The GOP’s ‘siege of the pharmacy’ is about to get even more costly
In the coming months, the GOP is going to have to decide whether it wants to continue its strategy of trying to defund Medicare Part D by forcing Republicans to pass a bill to do so.
This is a potentially big problem for Republicans because they need to pass that bill if they want to survive in the fall.
A Republican bill to block the expansion of Medicare Part B would be a major victory for the GOP, but Republicans need to convince the public that they’re serious about blocking the expansion and that they have a plan to get there.
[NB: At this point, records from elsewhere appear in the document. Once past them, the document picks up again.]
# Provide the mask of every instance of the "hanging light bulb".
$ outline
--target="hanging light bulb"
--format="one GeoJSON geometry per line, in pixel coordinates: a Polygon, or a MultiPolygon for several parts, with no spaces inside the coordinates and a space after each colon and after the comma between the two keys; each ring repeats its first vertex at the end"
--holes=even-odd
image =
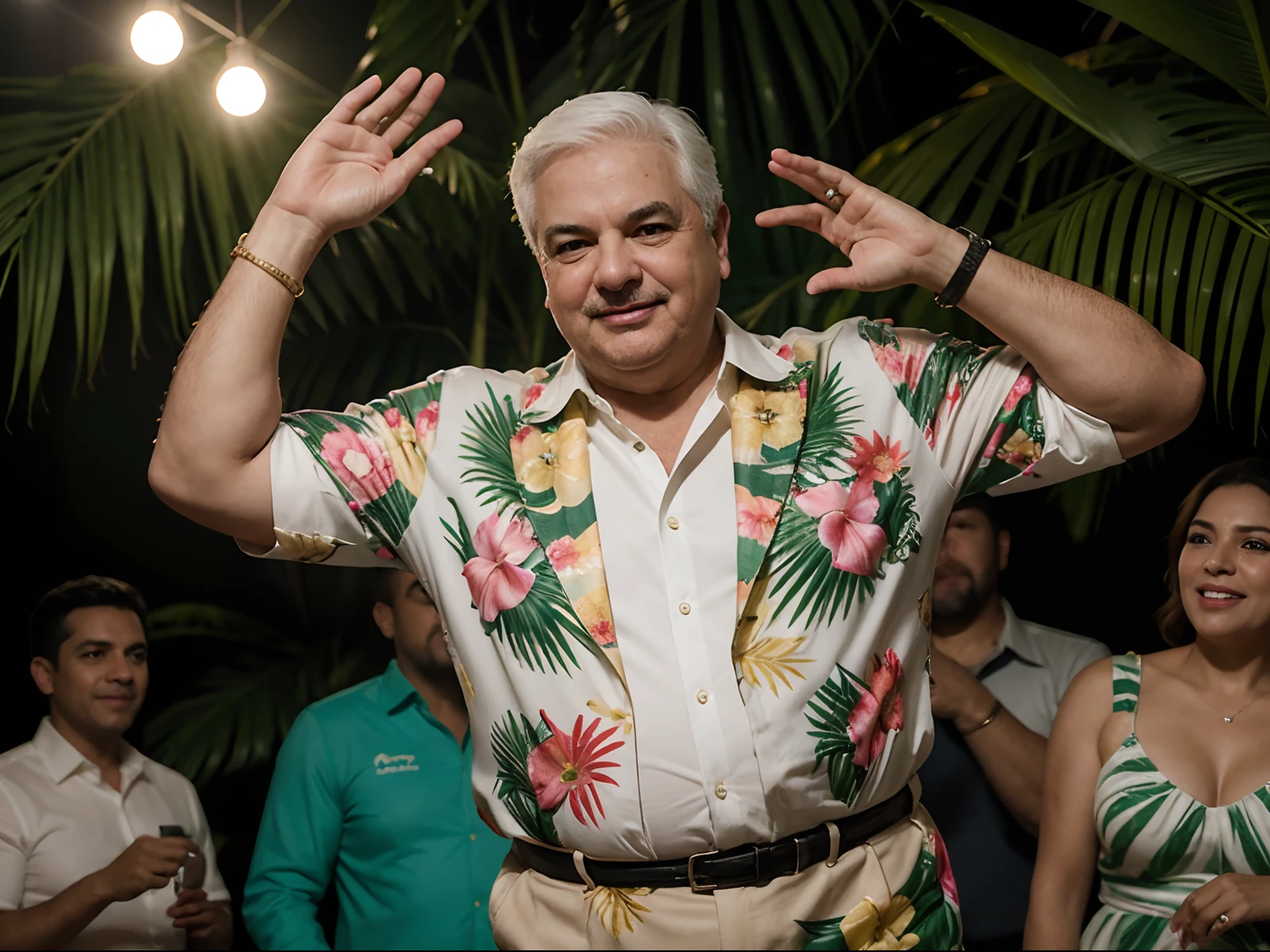
{"type": "Polygon", "coordinates": [[[264,105],[264,80],[255,71],[250,44],[231,39],[225,48],[225,69],[216,77],[216,102],[230,116],[250,116],[264,105]]]}
{"type": "Polygon", "coordinates": [[[132,24],[132,50],[147,63],[169,63],[185,44],[185,34],[180,32],[180,24],[173,14],[170,4],[151,4],[132,24]]]}

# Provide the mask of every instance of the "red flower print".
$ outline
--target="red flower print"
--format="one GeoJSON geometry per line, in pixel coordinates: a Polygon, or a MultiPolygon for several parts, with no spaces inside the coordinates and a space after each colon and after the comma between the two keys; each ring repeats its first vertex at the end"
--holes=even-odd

A key to that plan will be to find a way to use the threat of a Medicare Part A tax hike to make up for the funding cut the bill is likely to need to avoid a government shutdown.
Republicans will also need to figure out how to pass an additional $800 billion in spending cuts in the coming weeks.
All of these problems come down to how Republicans want to deal with the public perception of the GOP’s strategy.
For now, Republicans seem to be focused on getting a big win on the opioid crisis.
That’s good for them.
But it won’t do much for the public.
It’s hard to tell what impact the GOP plan will have on Medicare Part C, which has been around for a long time, or Medicaid.
Medicare Part S is still being phased in in part because of budget concerns.
But the plan is going up against the public’s perception of what the GOP really wants.
The public is understandably skeptical of the Trump agenda and its policies.
But they may be also wary of how Republicans plan to address the opioid epidemic.
So the strategy has to come from the outside.
And the problem is that Republicans are not very good at it.
The problem is they are going to lose this battle.